Tale processo è stato ulteriormente accelerato dopo che agli inizi del XXI secolo la comunità internazionale ha adottato la dottrina della ‘responsability to protect, che riconosce la responsabilità degli stati di proteggere la propria popolazione da gravi crimini di massa (genocidio, crimini di guerra, crimini contro l’umanità, pulizia etnica) e il dovere di intervento della comunità internazionale. La sovranità è dunque intesa non come potere arbitrario dello stato sui propri sudditi, ma come onere di garantire una vita dignitosa ai propri cittadini secondo quanto stabilito dalle norme internazionali.    

Tuttavia, la cronaca quotidiana riporta notizie di stati (democratici e non) che compiono apparentemente impuniti violazioni oppure che in maniera recalcitrante collaborano con le istituzioni internazionali. Inoltre i meccanismi di controllo sugli stati per valutare il loro comportamento nel rispetto dei diritti umani risentono del condizionamento di fattori politici e diplomatici, oltre che di una struttura organizzativa farraginosa che rende poco tempestiva la reazione di fronte a casi di massicce e gravi violazioni. 

Per queste ragioni il ruolo della società civile internazionale è diventato insostituibile nel proteggere i diritti umani grazie alla sua importante opera di preparazione di rapporti periodici accurati, di denuncia tempestiva di casi di violazione di diritti umani, di sensibilizzazione e mobilitazione dell’opinione pubblica e anche nella sua capacità di esercitare pressione affinché gli stati rispettino le norme internazionali e la comunità internazionale intervenga dinanzi a violazioni da parte degli stati stessi. 
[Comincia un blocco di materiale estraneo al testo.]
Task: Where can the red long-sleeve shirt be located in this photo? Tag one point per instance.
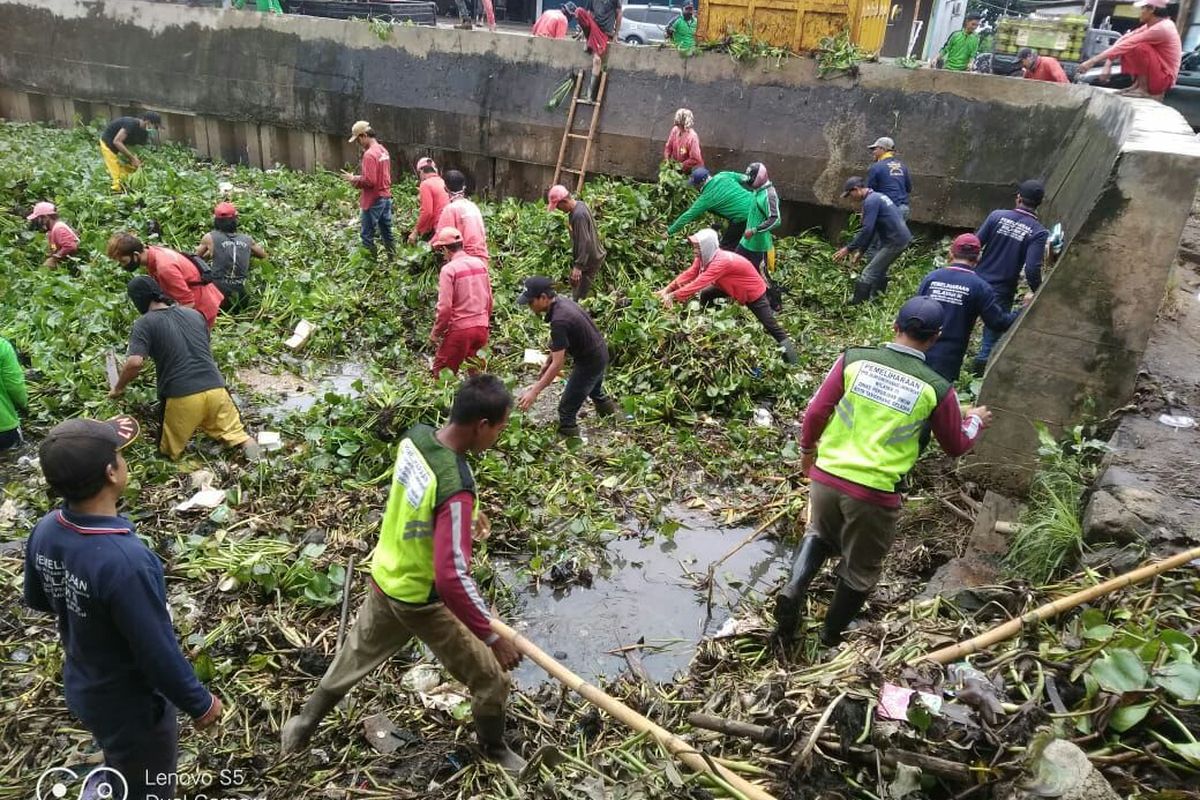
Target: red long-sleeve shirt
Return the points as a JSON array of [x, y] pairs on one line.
[[954, 433], [684, 148], [180, 280], [727, 271], [465, 215], [465, 295], [451, 565], [375, 178], [433, 198]]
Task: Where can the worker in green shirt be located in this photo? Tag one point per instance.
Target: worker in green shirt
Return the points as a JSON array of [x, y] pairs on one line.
[[682, 30], [723, 194], [13, 397], [960, 48]]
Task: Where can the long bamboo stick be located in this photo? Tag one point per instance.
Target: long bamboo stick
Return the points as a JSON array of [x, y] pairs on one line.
[[1051, 609], [681, 749]]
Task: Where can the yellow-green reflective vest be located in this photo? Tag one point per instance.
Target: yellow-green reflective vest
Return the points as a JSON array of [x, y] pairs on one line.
[[873, 438], [426, 475]]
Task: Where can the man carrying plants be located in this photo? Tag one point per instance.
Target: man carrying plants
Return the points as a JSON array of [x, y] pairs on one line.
[[191, 388], [420, 576], [373, 182], [465, 304], [859, 439], [717, 274], [124, 674], [571, 331], [177, 275], [587, 252], [724, 194], [118, 137], [229, 253]]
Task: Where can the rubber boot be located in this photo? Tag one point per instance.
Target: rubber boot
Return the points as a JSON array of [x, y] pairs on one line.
[[606, 408], [790, 355], [490, 732], [790, 600], [862, 292], [845, 607], [298, 731]]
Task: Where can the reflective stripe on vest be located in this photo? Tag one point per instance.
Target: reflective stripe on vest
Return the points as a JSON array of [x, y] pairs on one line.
[[873, 439]]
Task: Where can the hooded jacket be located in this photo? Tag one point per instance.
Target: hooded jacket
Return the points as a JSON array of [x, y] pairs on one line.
[[730, 272]]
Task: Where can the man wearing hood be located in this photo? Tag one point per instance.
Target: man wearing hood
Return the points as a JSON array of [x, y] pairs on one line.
[[720, 274], [191, 388]]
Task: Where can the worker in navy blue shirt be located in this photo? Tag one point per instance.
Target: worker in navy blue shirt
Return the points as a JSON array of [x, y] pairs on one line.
[[881, 221], [888, 175], [965, 298], [1013, 241], [123, 673]]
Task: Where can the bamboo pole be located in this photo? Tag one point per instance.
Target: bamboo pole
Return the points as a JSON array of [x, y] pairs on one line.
[[1051, 609], [673, 744]]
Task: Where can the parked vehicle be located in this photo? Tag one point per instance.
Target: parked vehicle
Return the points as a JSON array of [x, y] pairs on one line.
[[646, 24]]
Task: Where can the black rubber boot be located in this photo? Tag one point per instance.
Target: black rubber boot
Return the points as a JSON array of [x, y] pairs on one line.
[[298, 731], [790, 600], [862, 293], [490, 732], [790, 355], [845, 607]]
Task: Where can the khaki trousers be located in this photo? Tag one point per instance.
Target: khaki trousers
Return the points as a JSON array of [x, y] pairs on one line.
[[385, 626]]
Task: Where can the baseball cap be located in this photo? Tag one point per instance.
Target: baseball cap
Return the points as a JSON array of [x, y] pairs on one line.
[[921, 316], [1032, 191], [42, 209], [557, 194], [967, 246], [448, 235], [535, 287], [76, 453]]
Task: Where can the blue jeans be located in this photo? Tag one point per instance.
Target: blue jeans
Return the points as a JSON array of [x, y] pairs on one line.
[[378, 215], [1005, 296]]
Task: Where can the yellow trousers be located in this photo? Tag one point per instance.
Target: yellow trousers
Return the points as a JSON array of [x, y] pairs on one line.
[[211, 411], [117, 168]]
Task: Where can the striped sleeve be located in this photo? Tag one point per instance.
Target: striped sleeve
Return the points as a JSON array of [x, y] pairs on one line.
[[451, 565]]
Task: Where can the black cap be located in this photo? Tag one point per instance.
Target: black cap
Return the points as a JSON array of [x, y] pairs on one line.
[[1032, 192], [921, 317], [76, 453], [535, 287]]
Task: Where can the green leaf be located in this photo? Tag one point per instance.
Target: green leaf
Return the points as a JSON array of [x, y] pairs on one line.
[[1127, 716], [1120, 672], [1181, 679]]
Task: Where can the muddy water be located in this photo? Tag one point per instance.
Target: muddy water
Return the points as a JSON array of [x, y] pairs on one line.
[[646, 590], [279, 395]]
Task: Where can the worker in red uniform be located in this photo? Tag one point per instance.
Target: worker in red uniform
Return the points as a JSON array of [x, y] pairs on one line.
[[373, 182], [433, 199], [175, 274], [1151, 53], [717, 274], [555, 22], [465, 216], [683, 143], [1041, 67], [465, 304], [63, 241]]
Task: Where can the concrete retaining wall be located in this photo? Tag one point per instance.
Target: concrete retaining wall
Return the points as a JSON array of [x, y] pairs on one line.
[[264, 89]]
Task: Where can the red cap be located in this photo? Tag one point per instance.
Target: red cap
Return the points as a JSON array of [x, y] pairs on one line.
[[967, 246]]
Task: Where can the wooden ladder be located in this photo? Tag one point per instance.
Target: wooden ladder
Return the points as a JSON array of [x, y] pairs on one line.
[[580, 98]]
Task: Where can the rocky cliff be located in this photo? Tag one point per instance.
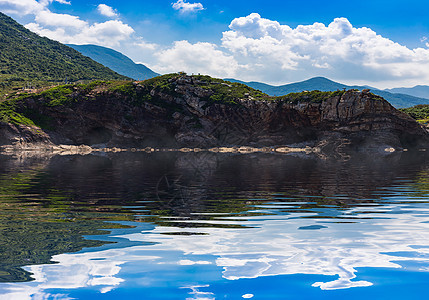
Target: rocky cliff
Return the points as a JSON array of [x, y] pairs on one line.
[[177, 110]]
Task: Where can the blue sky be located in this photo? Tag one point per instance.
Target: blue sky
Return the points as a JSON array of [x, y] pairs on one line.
[[380, 43]]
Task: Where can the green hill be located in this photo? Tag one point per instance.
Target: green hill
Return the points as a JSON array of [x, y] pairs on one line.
[[116, 61], [324, 84], [28, 59]]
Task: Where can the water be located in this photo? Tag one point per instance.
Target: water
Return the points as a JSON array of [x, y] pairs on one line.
[[214, 226]]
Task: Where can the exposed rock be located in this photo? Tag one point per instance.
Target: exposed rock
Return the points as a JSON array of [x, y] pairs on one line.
[[185, 118]]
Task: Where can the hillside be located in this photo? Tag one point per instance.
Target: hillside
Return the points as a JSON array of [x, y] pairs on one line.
[[116, 61], [417, 91], [177, 110], [28, 59], [323, 84]]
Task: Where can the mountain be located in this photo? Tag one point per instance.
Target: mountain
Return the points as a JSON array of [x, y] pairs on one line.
[[25, 57], [116, 61], [177, 110], [417, 91], [323, 84]]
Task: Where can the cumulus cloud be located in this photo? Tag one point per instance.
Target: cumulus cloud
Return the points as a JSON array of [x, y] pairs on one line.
[[106, 10], [68, 28], [109, 33], [205, 58], [338, 50], [186, 7]]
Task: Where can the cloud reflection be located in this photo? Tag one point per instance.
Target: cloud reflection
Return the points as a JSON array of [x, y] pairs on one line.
[[270, 246]]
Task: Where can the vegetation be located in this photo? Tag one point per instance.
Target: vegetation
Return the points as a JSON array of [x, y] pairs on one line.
[[418, 112], [312, 97], [115, 61], [155, 90], [30, 61]]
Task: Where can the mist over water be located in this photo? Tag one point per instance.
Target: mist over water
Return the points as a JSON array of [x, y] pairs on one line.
[[214, 226]]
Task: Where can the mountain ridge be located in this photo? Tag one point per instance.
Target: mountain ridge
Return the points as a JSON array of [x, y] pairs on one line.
[[116, 61], [27, 57], [324, 84], [177, 110]]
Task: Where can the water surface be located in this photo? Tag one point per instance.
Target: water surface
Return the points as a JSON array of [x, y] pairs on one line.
[[214, 226]]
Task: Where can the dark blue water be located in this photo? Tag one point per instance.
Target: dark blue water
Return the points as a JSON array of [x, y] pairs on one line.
[[214, 226]]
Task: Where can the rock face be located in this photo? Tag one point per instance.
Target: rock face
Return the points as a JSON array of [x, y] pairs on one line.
[[185, 118]]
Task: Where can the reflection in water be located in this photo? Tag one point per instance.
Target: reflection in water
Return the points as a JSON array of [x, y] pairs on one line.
[[185, 226]]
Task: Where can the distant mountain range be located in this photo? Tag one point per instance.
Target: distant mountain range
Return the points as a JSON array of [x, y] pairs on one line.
[[417, 91], [116, 61], [27, 57], [399, 100]]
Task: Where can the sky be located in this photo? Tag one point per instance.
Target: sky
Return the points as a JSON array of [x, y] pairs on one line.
[[380, 43]]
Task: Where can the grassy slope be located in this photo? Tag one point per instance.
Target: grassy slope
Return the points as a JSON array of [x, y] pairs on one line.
[[217, 91], [26, 57], [418, 112], [116, 61]]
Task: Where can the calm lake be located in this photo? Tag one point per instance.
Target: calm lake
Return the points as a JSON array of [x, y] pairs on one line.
[[214, 226]]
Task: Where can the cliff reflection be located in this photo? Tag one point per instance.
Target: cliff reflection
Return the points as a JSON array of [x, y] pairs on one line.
[[249, 215]]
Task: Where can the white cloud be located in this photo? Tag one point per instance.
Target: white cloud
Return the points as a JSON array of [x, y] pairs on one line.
[[339, 51], [67, 28], [109, 33], [186, 7], [20, 7], [106, 10], [50, 19], [147, 46], [200, 57]]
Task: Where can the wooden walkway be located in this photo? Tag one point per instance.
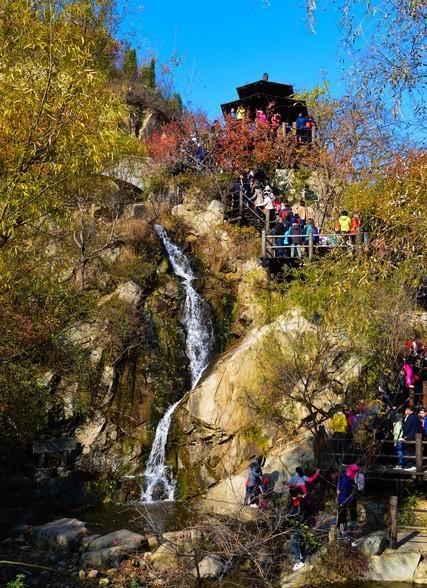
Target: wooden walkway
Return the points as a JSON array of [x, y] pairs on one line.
[[380, 460], [274, 253]]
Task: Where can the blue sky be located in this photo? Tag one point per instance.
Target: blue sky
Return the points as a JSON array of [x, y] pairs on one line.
[[221, 44]]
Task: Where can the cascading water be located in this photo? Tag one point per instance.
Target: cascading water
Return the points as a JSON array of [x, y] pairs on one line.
[[199, 332]]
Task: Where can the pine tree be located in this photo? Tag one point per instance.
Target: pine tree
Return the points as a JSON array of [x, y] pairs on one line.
[[130, 64], [148, 74]]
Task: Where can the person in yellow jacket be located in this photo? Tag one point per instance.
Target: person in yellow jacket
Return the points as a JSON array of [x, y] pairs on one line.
[[339, 423], [339, 427], [240, 113], [344, 222]]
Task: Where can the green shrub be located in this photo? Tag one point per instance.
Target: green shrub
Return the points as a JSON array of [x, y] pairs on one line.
[[18, 582]]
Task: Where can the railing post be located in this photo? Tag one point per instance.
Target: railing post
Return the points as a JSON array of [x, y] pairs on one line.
[[267, 221], [310, 245], [263, 244], [359, 237], [419, 452], [393, 522], [240, 205]]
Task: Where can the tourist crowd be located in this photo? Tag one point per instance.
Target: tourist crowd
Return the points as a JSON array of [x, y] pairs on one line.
[[392, 422], [304, 124], [293, 226]]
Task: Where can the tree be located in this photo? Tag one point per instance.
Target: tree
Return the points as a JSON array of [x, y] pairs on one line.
[[59, 119], [387, 40], [130, 64], [148, 74]]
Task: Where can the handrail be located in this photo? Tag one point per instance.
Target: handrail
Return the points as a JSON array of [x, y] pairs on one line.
[[307, 242], [419, 443]]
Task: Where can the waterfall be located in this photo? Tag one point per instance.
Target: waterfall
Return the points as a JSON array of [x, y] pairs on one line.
[[197, 322]]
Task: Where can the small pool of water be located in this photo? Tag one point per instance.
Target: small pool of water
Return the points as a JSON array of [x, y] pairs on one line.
[[375, 585], [153, 518]]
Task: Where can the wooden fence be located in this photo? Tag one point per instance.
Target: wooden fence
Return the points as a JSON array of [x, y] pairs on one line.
[[273, 246], [394, 523]]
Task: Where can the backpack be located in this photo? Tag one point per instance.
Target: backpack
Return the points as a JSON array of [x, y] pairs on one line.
[[359, 480], [315, 235]]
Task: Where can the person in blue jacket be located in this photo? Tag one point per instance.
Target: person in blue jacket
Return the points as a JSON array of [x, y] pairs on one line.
[[410, 427], [301, 121], [347, 500], [423, 422]]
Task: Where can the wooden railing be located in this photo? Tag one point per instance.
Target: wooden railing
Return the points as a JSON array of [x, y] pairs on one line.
[[350, 451], [308, 243], [394, 523]]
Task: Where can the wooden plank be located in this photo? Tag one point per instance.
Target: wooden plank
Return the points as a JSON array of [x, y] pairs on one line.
[[392, 509], [419, 461], [54, 445]]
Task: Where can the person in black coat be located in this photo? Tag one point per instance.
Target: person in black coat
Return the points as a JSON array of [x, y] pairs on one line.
[[410, 428]]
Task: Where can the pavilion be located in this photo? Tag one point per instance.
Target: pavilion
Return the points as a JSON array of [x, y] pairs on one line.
[[271, 97]]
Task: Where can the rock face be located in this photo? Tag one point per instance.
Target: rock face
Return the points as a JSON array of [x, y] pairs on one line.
[[202, 221], [393, 566], [211, 567], [177, 545], [219, 428], [63, 534], [110, 549], [375, 543]]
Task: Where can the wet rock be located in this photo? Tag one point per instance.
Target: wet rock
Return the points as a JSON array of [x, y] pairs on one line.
[[122, 537], [19, 530], [109, 550], [164, 558], [102, 558], [294, 579], [92, 574], [375, 543], [63, 534], [211, 567], [393, 566], [128, 292]]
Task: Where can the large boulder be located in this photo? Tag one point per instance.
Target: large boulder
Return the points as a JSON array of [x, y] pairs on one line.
[[210, 567], [226, 420], [394, 566], [177, 545], [375, 543], [62, 534], [123, 537], [128, 292], [109, 550]]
In conclusione, sebbene le convenzioni internazionali siano state adottate e ratificate in maniera crescente dagli stati e gli enti intergovernativi sorveglino i comportamenti di quest’ultimi, l’effettiva implementazione di quelle norme passa attraverso le attività portate avanti dalle organizzazioni non governative che agiscono come guardiani dei diritti umani a livello locale, nazionale e globale. Queste organizzazioni servono dunque da pungolo agli stati e alle organizzazioni internazionali per il rispetto del principio che tutte le persone sono libere e uguali senza discriminazioni. 

L’argomento è stato affrontato in un incontro con i volontari del Gruppo di Trento di Amnesty International il 10 maggio scorso al Dipartimento di Sociologia e Ricerca sociale (DSRS) dell’Università di Trento. Il seminario, dal titolo “ONG e difesa dei diritti umani: le attività di Amnesty International”, è stato proposto nell’ambito del corso di laurea in Studi internazionali, corso di Sociologia dell’integrazione europea. Gli interventi si sono focalizzati sui seguenti temi: i migranti, i richiedenti asilo, le politiche dell'Unione europea e le richieste di Amnesty International e di altre organizzazioni umanitarie; una testimonianza dall'isola di Lesbo di un'attivista di Amnesty International; Turchia, Siria, Libia e Egitto: dalla primavera all'inverno arabo? Un approfondimento è stato dedicato al caso di Giulio Regeni.
L’incontro è stato introdotto e coordinato dalla professoressa Alessia Donà.